L’écologie politique est née dans les années 1960 aux États-Unis, notamment sous l’impulsion de la biologiste Rachel Carson et de son livre fondateur, Printemps silencieux. Depuis, la protection de l’environnement est devenue un enjeu crucial, à la fois pour les institutions publiques et pour le secteur privé. Aux exigences de développement durable s’ajoutent désormais des impératifs de responsabilité sociale et de gouvernance. D’abord politiques, ils ont acquis une dimension juridique et imprègnent désormais le droit des sociétés.
Il n’est donc pas surprenant que la performance durable d’une entreprise soit prise en compte dans les financements qui lui sont consentis. Cette tendance a vu le jour dans le monde obligataire ; elle s’impose aujourd’hui dans la sphère des crédits syndiqués, que l’emprunteur soit coté ou non. Une partie de la rémunération d’un prêt peut donc fluctuer en fonction de la contribution de l’emprunteur à ces exigences. Toutefois, la normalisation de ces stipulations n’est pas exempte de difficultés, qu’il s’agisse de la définition des indicateurs, de leur vérification ou de leur évolution dans le temps.

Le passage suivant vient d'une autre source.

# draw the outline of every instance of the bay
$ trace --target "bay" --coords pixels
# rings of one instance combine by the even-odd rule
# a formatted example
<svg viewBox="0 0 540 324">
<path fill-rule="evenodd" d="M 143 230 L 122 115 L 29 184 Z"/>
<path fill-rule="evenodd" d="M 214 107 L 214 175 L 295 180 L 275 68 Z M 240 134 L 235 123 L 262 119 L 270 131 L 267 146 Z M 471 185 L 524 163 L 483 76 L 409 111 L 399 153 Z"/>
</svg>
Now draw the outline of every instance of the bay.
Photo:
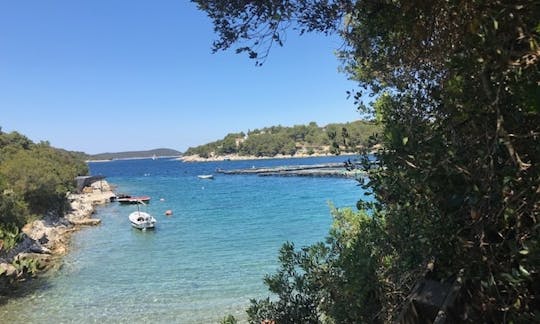
<svg viewBox="0 0 540 324">
<path fill-rule="evenodd" d="M 268 295 L 265 274 L 285 241 L 324 240 L 329 202 L 353 207 L 356 181 L 220 175 L 217 168 L 341 162 L 344 157 L 183 163 L 174 159 L 90 163 L 117 191 L 148 195 L 154 231 L 131 228 L 136 209 L 100 207 L 98 227 L 72 239 L 62 267 L 0 306 L 5 323 L 218 323 L 245 320 L 249 299 Z M 197 178 L 215 174 L 214 180 Z M 172 210 L 172 216 L 165 216 Z"/>
</svg>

Les clauses de responsabilité sociale et environnementale (RSE) sont désormais centrales dans la mise en place d’un crédit syndiqué. Aux côtés des arrangeurs mandatés, des coordinateurs RSE sont nommés par l’emprunteur pour l’assister dans la définition d’indicateurs RSE, de façon à ce que le prêt octroyé puisse être qualifié de prêt à impact (sustainability-linked loan).
Valider les indicateurs clés
Les échanges entre coordinateurs RSE et emprunteur sur ces clauses sont intenses et se concentrent en premier lieu sur la définition des indicateurs clés de performance retenus. Si celui de la réduction de l’empreinte carbone est systématique, le choix des deux ou trois autres dépendra souvent du secteur d’activité de l’entreprise : taux de sinistralité, nombre de femmes aux postes de direction, gestion des déchets, accidents du travail, etc. Le cas échéant, une mise en place graduelle de ces indicateurs pourra être prévue.
La vérification de ces critères est également centrale. En effet, le respect des objectifs fixés réduit la marge applicable alors que leur non-respect surenchérit le coût du crédit (la variation est de l’ordre de quelques dizaines de points de base). Si certains emprunteurs militent pour que cette vérification soit effectuée par leurs équipes spécialisées, les prêteurs insisteront pour qu’un organisme indépendant soit nommé.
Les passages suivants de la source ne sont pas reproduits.